«Хой, смерть!»

3 года назад

Вышла новая книга Сергея Гребнева – «Дальше некуда» (М.: Городец, 2021). Как и в случае с первой, она стала не-событием в нашей литературной жизни: художественную прозу такого автора (старый нацбол*) с таким содержанием (наркотики, алкоголь, дебоши), которому бы позавидовали многие американские контркультурщики, наша высокодуховная общественность обходит стороной. Но, как вы понимаете, раз автор выпал из поля зрения глянцевых критиков, значит, это стоящий автор.

По легенде Эдуард Лимонов прочитал первую книгу Гребнева – «Бестиарий», где градус антисоциальности был особенно высок, и, в гроб сходя, благословил – сказал: «Дальше некуда». И было решено вынести эти слова на обложку нового сборника.

Композиция книги устроена следующим образом: здесь есть центральная повесть с одноимённым названием – про Алтай, пасеку Пирогова, создание стартовой площадки для похода на земли Северного Казахстана и быт нацболов в таких «декорациях»; а помимо – десяток рассказов с обескураживающими, мягко сказать, сюжетами.

Кто читал «Бестиарий», может подумать, что и в «Дальше некуда» Гребнев продолжит рассказывать о своей жизни, полной треша и панк-угара.
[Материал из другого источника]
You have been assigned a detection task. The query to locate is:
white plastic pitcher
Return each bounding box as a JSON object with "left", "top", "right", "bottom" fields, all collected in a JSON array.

Это так и не так одновременно. Если первая книга зарождается из желания поведать о безобразных историях, то вторая этим не ограничивается: Гребнев уже чувствует себя не просто свидетелем и участником мерзостных и/или великих деяний, а писателем. Ему мало сюжета – он прорабатывает язык, придумывает (или нет? или просто берёт из жизни?) диковинные метафоры, работает над структурой текста.

Вот вам, например, «классическое» описание природы в его исполнении:

Приближалась весна, никто не приехал, хотелось пива. Солнце уже подштыривало, щекотало и дразнило. Я видел, как из огромного муравейника, подтаявшего сверху, вылез на разведку полуспящий муравей. Верхние слои снега уже потели днём, но к вечеру их всё-таки схватывал и дисциплинировал всё ещё мороз.

Вроде бы ничего особенного, но тут и хемингуэевский рубленный ритм, и «потеющие слои снега» с «дисциплинирующим морозом» – это как минимум необычно.

Рассказывая об алтайской истории, невозможно обойтись без Лимонова. Гребнев, как и любой иной человек, близко знавший гения, рискует впасть в апологетику. Этого удаётся избежать, во-первых, благодаря редкому появлению Лимонова (повесть «Дальше некуда» всё-таки не о нём), а во-вторых, появлению действенному. Вот появляется Вождь и замечает мёртвую полёвку, замёрзшую прямо на бегу. Образ сам по себе любопытный и позволяет пуститься в более или менее глубокомысленные рассуждения, но это ведь ещё и оммаж Егору Летову и его короткому стихотворению:

Небо цвета мяса,

Когда ты споткнулся

О мёртвую мышь.

Следующее появление Лимонова – не менее действенное: живой классик замечает где-то в отдалении старого дикого марала (оленя). Волей-неволей они ментально связываются друг с другом. Что-то невидимое и не до конца объяснимое есть у них. Старость, гордость, умение держать себя? Пожалуй. Но ещё и способность заглянуть в ирреальность. Вскоре марала выслеживают и убивают местные охотники: он принимает смерть с высоко поднятой головой.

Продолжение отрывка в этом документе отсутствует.